The closest I came this year to making a new year's resolution was promising my daughter I'd actually cook something new at least three times a week. I've been grabbing all sorts of ingredients, stirring them up, and letting them simmer. We never know how it's going to taste, and more often than not it's bound to be a recipe for disaster. Maybe, every once in a while, it'll be delicious. So many ingredients, so many variables. Life, and in our house these days, dinner, can be full of surprises.

Years ago, when my father was dying, I had lunch with a friend who was also on the verge of losing her dad. I was losing my favorite person on earth; she was losing a man who had, at times, caused her great emotional pain, and she was struggling with the ambivalence that goes along with years of unresolved conflict. Watching a parent die, no matter what the relationship looked like, is nasty business.

And it's complicated. It draws out all your emotions and stirs them up into a big mysterious stew and lets them simmer for what seems an eternity. A recipe for disaster some days; you just never know how the pain is going to taste. At that lunch, on that particular day, my friend and I descended inexplicably into a hysterical fit of laughter. An observer would have thought we were discussing anything but the death of a loved one. Sure, we had tears in our eyes, but laughter does that to you. There's just such a fine line between joy and pain. Indifference is so much simpler.
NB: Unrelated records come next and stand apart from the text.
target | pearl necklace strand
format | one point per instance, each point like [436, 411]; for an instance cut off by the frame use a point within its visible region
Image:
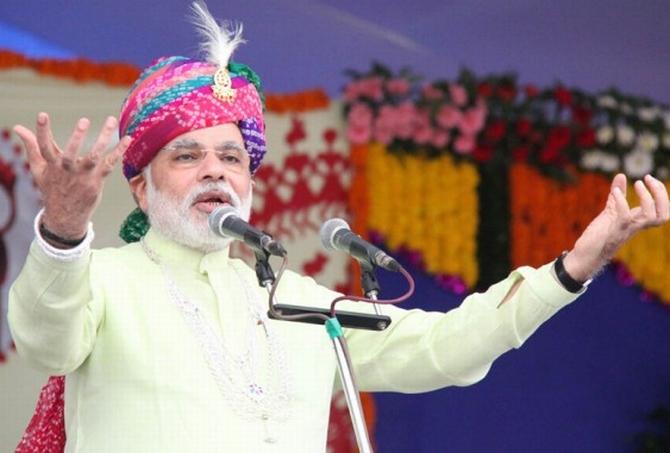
[236, 374]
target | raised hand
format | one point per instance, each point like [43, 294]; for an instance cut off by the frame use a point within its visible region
[617, 223]
[71, 184]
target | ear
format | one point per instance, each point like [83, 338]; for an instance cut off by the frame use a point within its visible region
[138, 186]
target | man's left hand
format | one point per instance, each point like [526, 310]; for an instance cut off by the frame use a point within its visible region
[616, 224]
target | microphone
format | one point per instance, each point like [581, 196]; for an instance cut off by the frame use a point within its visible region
[336, 235]
[225, 221]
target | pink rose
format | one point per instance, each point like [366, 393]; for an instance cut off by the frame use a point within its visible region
[449, 117]
[423, 132]
[351, 92]
[464, 144]
[359, 127]
[440, 138]
[458, 95]
[385, 125]
[383, 131]
[398, 87]
[405, 115]
[473, 120]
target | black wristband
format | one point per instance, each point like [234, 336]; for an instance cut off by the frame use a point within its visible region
[53, 237]
[566, 279]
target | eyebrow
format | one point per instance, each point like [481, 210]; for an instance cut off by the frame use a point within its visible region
[223, 146]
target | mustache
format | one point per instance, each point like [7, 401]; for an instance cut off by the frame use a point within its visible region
[213, 186]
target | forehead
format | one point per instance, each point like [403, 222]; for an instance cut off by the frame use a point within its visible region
[211, 136]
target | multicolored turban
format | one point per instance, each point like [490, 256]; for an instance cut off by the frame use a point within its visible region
[176, 95]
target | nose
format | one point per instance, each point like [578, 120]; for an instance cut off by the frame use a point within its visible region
[211, 168]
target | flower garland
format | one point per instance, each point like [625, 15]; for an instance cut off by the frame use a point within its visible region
[420, 203]
[536, 234]
[124, 74]
[537, 237]
[537, 151]
[300, 102]
[554, 129]
[81, 70]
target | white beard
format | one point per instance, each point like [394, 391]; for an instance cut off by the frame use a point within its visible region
[175, 220]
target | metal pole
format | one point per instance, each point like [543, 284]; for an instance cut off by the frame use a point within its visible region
[349, 386]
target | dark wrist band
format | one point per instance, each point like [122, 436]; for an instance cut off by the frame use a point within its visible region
[53, 237]
[566, 279]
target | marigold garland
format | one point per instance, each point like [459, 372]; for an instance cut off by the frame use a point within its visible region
[124, 74]
[302, 101]
[80, 70]
[540, 231]
[647, 255]
[420, 203]
[547, 216]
I thought about that lunch yesterday as I sat drinking a Starbucks, cackling with what would have appeared, to the casual listener, to be unadulterated amusement. I was on a conference call (yes, I'm very important) with my attorney and my financial adviser, discussing the sorry state of my finances and the relative costs and benefits of pursuing further discovery. Hilarious. The mere concept of having a conversation with an attorney about prudent spending when every sentence you utter costs another pound of flesh makes me giggle.
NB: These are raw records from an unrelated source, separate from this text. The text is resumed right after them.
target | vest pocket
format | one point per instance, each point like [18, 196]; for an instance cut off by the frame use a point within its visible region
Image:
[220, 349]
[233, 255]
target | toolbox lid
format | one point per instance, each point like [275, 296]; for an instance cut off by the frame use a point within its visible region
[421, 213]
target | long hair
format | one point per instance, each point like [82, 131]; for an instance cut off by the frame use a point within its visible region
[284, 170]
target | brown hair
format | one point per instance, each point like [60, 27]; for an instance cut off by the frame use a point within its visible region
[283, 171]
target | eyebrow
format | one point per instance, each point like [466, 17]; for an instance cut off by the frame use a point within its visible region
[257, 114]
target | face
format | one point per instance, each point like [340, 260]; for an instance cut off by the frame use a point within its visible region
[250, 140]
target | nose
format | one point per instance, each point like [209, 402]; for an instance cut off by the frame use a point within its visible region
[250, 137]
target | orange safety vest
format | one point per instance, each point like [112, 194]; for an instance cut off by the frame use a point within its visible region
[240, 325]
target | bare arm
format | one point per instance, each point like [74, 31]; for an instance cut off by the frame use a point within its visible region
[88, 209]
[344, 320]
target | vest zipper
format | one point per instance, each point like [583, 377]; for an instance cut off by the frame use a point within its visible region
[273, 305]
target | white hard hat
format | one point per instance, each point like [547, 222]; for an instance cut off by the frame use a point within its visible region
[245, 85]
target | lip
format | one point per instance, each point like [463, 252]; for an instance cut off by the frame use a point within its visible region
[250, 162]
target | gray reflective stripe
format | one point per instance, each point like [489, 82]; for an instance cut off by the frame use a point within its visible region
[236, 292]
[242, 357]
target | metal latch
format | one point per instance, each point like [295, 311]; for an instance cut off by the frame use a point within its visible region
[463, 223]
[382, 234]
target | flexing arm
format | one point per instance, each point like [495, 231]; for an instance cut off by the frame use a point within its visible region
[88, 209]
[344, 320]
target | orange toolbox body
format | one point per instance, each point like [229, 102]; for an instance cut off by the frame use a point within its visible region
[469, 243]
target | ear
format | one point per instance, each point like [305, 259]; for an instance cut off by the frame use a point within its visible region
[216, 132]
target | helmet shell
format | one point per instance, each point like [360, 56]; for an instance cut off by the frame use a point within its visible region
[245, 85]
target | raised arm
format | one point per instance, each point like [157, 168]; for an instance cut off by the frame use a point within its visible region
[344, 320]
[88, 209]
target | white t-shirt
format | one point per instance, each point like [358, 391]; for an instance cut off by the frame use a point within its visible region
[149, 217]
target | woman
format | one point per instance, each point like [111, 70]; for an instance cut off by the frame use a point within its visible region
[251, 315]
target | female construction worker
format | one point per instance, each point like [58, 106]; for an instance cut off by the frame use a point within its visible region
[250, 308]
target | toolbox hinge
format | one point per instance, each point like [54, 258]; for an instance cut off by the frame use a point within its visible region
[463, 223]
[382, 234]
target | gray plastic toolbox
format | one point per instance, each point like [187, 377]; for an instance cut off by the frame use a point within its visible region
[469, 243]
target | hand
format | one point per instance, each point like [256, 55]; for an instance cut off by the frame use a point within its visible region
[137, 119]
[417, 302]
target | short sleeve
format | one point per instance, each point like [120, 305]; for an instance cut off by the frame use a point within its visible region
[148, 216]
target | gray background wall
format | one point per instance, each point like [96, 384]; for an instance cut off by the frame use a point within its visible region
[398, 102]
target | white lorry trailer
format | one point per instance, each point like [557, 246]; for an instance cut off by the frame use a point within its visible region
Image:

Every once in a while, with good reason, I need a good cry, but the truth is laughter is usually the best medicine. At the very least, that phone call helped me burn a few calories; I had come in from the cold thinking I'd never thaw out, and by the time I was done, I was sweating bullets. And I felt better than I had all day, despite the various disturbing revelations I experienced during the call. Wringing my hands and moaning wouldn't have changed the facts, and the cardiovascular benefits would have been negligible. You just gotta laugh.
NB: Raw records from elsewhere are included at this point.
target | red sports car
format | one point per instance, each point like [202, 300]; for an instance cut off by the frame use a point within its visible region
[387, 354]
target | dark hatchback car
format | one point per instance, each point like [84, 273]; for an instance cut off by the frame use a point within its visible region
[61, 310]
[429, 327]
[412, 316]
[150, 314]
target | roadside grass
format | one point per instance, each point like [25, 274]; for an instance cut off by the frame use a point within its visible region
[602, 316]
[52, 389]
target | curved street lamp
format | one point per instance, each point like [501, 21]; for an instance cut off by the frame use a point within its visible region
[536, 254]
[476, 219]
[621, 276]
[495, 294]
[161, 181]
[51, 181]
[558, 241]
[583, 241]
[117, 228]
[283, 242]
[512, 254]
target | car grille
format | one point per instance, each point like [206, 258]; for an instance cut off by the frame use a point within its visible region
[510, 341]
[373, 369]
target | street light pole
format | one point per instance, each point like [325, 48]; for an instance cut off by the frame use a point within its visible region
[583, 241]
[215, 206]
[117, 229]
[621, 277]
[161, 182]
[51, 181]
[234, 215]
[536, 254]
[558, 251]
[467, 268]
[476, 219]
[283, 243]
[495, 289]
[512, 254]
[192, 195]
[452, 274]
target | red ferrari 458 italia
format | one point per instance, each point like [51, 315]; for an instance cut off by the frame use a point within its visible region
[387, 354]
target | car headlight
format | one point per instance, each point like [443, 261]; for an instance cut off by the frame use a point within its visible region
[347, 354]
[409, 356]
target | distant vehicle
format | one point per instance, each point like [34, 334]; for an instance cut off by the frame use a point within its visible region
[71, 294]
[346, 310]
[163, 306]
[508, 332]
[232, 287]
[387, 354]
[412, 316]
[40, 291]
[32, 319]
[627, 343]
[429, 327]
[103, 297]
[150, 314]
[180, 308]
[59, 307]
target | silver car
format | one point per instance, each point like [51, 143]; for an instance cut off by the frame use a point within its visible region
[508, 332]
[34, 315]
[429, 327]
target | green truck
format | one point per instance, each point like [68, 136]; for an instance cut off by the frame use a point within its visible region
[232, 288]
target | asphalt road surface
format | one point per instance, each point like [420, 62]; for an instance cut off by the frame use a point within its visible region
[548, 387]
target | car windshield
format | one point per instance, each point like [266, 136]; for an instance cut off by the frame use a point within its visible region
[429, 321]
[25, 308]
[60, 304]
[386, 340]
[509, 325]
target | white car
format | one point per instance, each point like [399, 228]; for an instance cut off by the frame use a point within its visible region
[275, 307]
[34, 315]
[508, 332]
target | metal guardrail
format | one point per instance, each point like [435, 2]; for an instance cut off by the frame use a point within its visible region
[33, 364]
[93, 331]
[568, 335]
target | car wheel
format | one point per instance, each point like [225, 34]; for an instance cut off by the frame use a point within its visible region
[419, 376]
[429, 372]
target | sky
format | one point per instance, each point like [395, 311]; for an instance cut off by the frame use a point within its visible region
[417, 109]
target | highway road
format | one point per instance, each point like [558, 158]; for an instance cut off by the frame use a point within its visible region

Last night's stew was vegetarian chili. It was neither disastrous nor delicious. No voracious shoveling in, no scornful pushing around on the plate. Pure and simple indifference was what I got from those ungrateful children. Easy to recognize; not at all complicated. They were unmoved by the eight hours it took to cook it. (Who cares if those eight hours took place in a crock pot; eight hours is eight hours.)

I just had to laugh.

1 comment:

  1. The two key factors to getting through the day --- laughter and salt!